Let's talk about the
%systemroot%winsxs directory first. On my main Vista desktop machine, this directory appears to be eating a whopping 8GB of disk space - and this installation is only a few months old! This directory, new to Windows Vista, is the subject of many discussions on disk space, but as Beck explains, it needn't be. This directory doesn't actually contain a lot of data at all, only about 400MB.
In practice, nearly every file in the WinSxS directory is a "hard link" to the physical files elsewhere on the system - meaning that the files are not actually in this directory. For instance in the WinSxS there might be a file called advapi32.dll that takes up >700K, however what's being reported is a hard link to the actual file that lives in the WindowsSystem32, and it will be counted twice (or more) when simply looking at the individual directories from Windows Explorer.

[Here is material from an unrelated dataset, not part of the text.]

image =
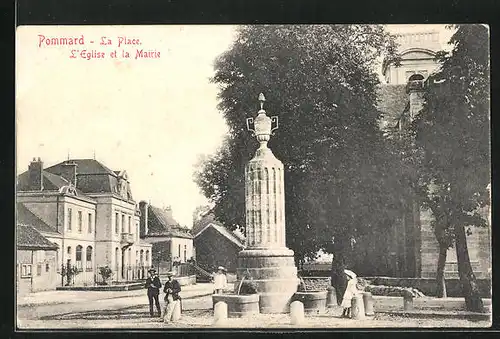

This is done for servicing and imaging reasons. "The value of this is that the servicing platform (the tools that deliver patches and service packs) in Windows can query the WinSxS directory to determine a number of key details about the state of the system, like what's installed, what versions, and what updates are on the system to help determine applicability of Windows patches to your specific system," Beck explains, "This functionality gives us increased servicing reliability and performance, and supports future engineering efforts providing additional system layering and great configurability." The directory also helps in making Vista 'image aware', important for administrators who wish to deploy and manage many installations (a system doesn't have to be running to have its winsxs directory probed, or patches applied to it).
Beck explains that much of the disk space in Vista goes to reliability, security, and recovery features, such as system restore, hibernation, page file, registry back up, and logging. In Windows 7, users will have more (and easier) control over how much disk space these systems may use. They also promise to allow you to set these parameters ahead of time, and that Windows itself will also be more sensible about the default settings.
Another pressing issue is that Windows consumes more and more disk space as time goes by. "For many, the 'growth' over time of the installation proves to be the most perplexing," Beck admits, "And we hear that and need to do better to (a) make smarter choices and (b) make it clearer what space is being consumed and can be reclaimed." To give you an idea of which components eat what amount of disk space, Beck made a table that covers all of the disk space consumed by a fresh Windows Vista SP1 Ultimate installation.
My Windows Vista directory alone nears the 14GB (6 if you didn't count the winsxs directory), so I'm hoping Windows 7 will indeed be less hard drive intensive. By the way, if you want to know more about Windows' use of virtual memory, NT guru Mark Russinovich has an in-depth post on the subject.